Samar Badawi + Brother Raif Badawi Remain In Saudi Arabia Dhahban Central Prison, As Saudi Arabia Disallows Any Dissent

Political activist Samar Badawi is presented with an International Women of Courage Award by U.S. Secretary of State Hillary Clinton as first lady Michelle Obama looks on during a ceremony at the State Department March 8, 2012 in Washington, DC. Alex Wong via Slate.com

Coming to grips with the horrors of Saudi Arabia’s torture of women’s activists at the same time Mohammed bin Salman bin Abdulaziz Al Saud — or MbS — lifted the ban on women driving in the kingdom is no more complicated than following the daily mental machinations of Donald Trump.

Jailing the Saudi women activists behind the women driving campaign seems irrational, but only if one fails to understand that machinations are not rational thought processes. Perhaps this is why MbS and Donald Trump have such a lovefest. It takes a self-absorbed schemer to know one, which is precisely why they end up so often hanging out together as the world’s leading autocrats.

Updating AOC two days ago about the jailed women’s activists, I zeroed in on the name Samar Badawi, knowing her to be the sister of jailed liberal blogger Raif Badawi. In 2015 Raif was sentenced to 10 years in prison and 1000 lashes for his writings. After receiving the first 50 lashes — which nearly killed him in front of the entire world — Raif Badawi has languished in Saudi prison.

Women activists arrested in Saudi Arabia include Loujain al-Hathloul, who I considered to be a major face behind the driving ban. Samar Badawi has campaigned for years against the most discriminatory of all the Saudi laws against women’s rights — as if it’s possible to enumerate them in order. Badawi opposes against the male guardianship system, under which women require the permission of a male relative to travel, marry, or work in certain jobs. In this article ‘Saudi Arabia: Where Fathers Rule and Courts Oblige’, Human Rights Watch details the mutual litigation of Badawi and her father against each other.

It was for this work that Samar Badawi received the US State Department International Women of Courage Award in 2012, when Hillary Clinton was Secretary of State. Note that Waleed Abu-al-Khair, Samar’s former husband and Raif Badawi’s lawyer, is also jailed for 15 years.
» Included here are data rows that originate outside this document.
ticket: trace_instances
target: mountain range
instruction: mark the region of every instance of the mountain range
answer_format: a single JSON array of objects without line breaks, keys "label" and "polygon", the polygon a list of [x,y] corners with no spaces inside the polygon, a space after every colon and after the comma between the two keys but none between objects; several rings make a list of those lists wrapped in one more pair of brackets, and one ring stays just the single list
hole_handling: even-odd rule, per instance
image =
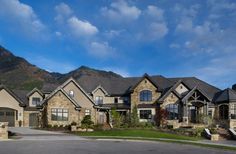
[{"label": "mountain range", "polygon": [[0,45],[0,84],[15,90],[32,90],[37,87],[57,86],[70,77],[79,79],[86,76],[103,78],[122,78],[111,71],[97,70],[81,66],[71,72],[61,74],[41,69],[22,57],[15,56],[11,51]]}]

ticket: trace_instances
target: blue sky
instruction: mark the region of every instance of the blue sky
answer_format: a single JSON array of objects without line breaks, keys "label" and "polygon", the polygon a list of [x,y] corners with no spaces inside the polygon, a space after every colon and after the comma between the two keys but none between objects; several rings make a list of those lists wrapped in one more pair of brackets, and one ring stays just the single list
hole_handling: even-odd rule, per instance
[{"label": "blue sky", "polygon": [[236,83],[236,1],[0,0],[0,44],[48,71]]}]

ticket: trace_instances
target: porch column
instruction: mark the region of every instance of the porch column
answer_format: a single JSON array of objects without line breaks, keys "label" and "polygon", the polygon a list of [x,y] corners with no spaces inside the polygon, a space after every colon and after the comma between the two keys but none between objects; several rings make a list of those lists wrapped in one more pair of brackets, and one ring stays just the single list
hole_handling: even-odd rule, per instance
[{"label": "porch column", "polygon": [[183,104],[183,123],[188,124],[188,104],[185,101]]}]

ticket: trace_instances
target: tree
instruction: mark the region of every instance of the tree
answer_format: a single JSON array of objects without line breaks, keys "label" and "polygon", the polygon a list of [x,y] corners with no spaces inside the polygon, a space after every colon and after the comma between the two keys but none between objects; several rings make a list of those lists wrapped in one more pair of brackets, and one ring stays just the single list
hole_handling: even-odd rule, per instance
[{"label": "tree", "polygon": [[94,122],[91,120],[90,115],[86,115],[86,116],[84,116],[83,120],[81,121],[81,124],[82,124],[82,127],[86,128],[86,130],[87,130],[88,128],[92,127]]},{"label": "tree", "polygon": [[124,120],[124,117],[121,116],[116,110],[115,108],[112,108],[111,109],[111,116],[112,116],[112,125],[115,127],[115,128],[120,128],[122,123],[123,123],[123,120]]},{"label": "tree", "polygon": [[130,125],[131,127],[137,127],[139,125],[139,117],[138,117],[138,109],[137,109],[137,106],[135,105],[132,109],[132,112],[131,112],[131,117],[130,117]]},{"label": "tree", "polygon": [[168,112],[165,109],[157,109],[157,124],[158,126],[165,127],[167,125]]}]

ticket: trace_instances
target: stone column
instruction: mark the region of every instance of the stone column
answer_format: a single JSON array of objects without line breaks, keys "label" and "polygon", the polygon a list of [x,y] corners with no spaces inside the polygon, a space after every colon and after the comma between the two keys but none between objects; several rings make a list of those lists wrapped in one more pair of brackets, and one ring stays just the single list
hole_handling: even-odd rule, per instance
[{"label": "stone column", "polygon": [[188,105],[187,102],[183,104],[183,123],[188,124]]}]

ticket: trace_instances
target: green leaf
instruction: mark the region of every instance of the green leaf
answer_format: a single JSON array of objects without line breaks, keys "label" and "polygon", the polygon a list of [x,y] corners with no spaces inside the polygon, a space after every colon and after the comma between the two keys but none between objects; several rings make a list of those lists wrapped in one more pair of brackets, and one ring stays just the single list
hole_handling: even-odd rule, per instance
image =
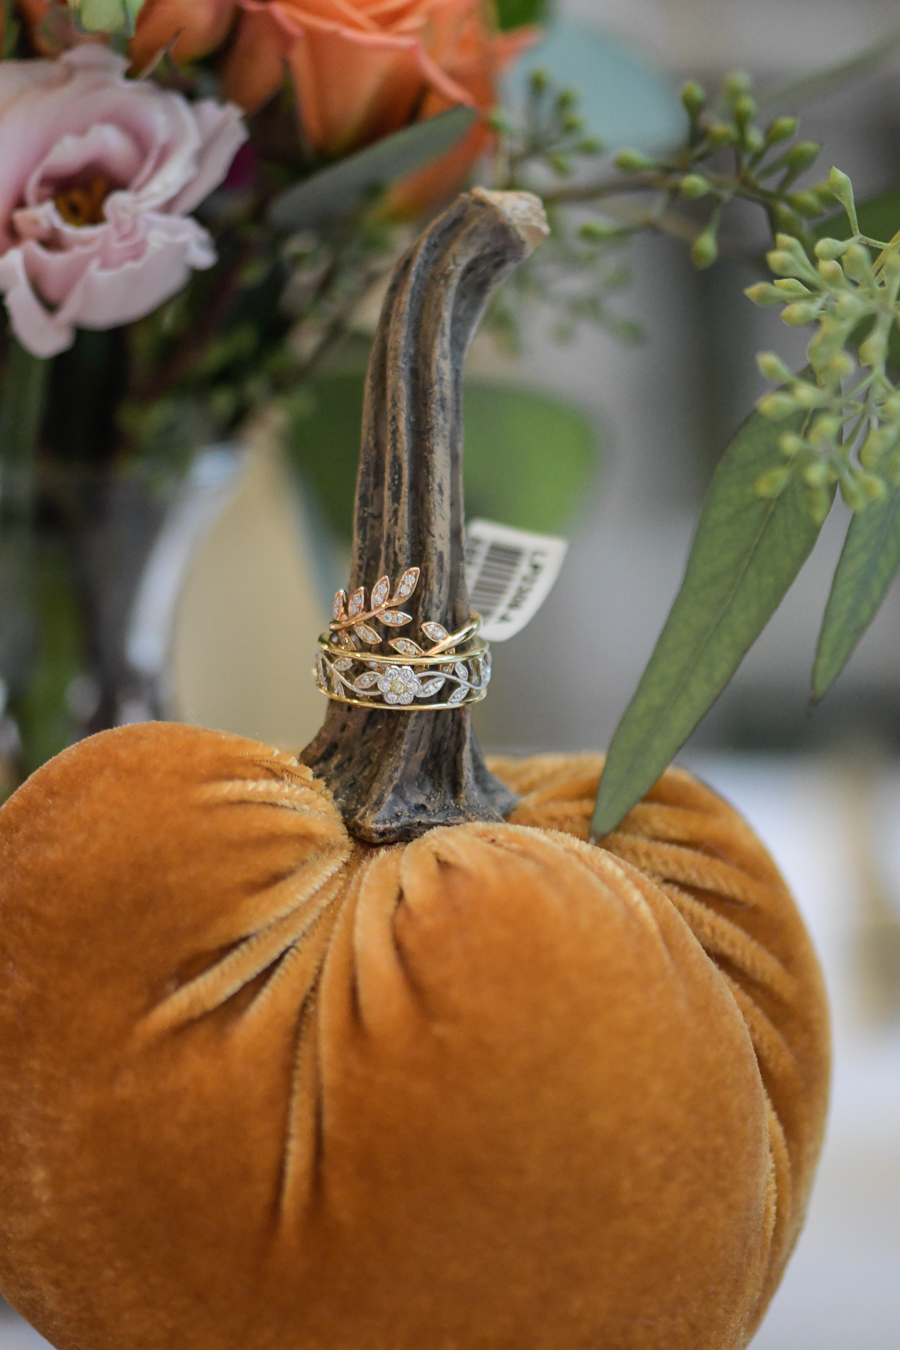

Writing for the New York Times in December 2018, Katherine Zoepf reported on her November 2015 visit to Saudi Arabia and time spent with marketing consultant and human rights activist Fahad al-Fahad. Referencing the unwillingness of Donald Trump to indicate any willingness to hold Mohammed bin Salman bin Abdulaziz Al Saud — or MbS — responsible for human rights abuses, especially in light of the assassination of Jamal Khashoggi, Zoepf says that the crackdown on dissent in Saudi Arabia is worse than it’s been in decades.

But despite continuing anger over Mr. Khashoggi’s fate, too little attention is being paid to the crown prince’s treatment of dissidents inside the kingdom, who often lack the resources to consider lives in exile, and who are now being imprisoned in record numbers. More than 2,600 Saudi dissidents, including prominent scientists, writers, lawyers and women’s rights campaigners, are in detention in Saudi Arabia, according to Prisoners of Conscience, a Saudi group that tracks political prisoners. Most were convicted under the kingdom’s counterterrorism laws, receiving sentences for such nonviolent offenses as “criticizing the royal court” and “ridiculing religious figures.” Few of these people are as well known in Western capitals as Mr. Khashoggi was, but their stories are no less important.

Saudi Arabia was not always like this. Viewed from afar, Saudi kings may look like one long, undifferentiated line of autocrats. But the degree to which dissent is tolerated has fluctuated over time, depending on the temperament of the ruler and the pressures he faces.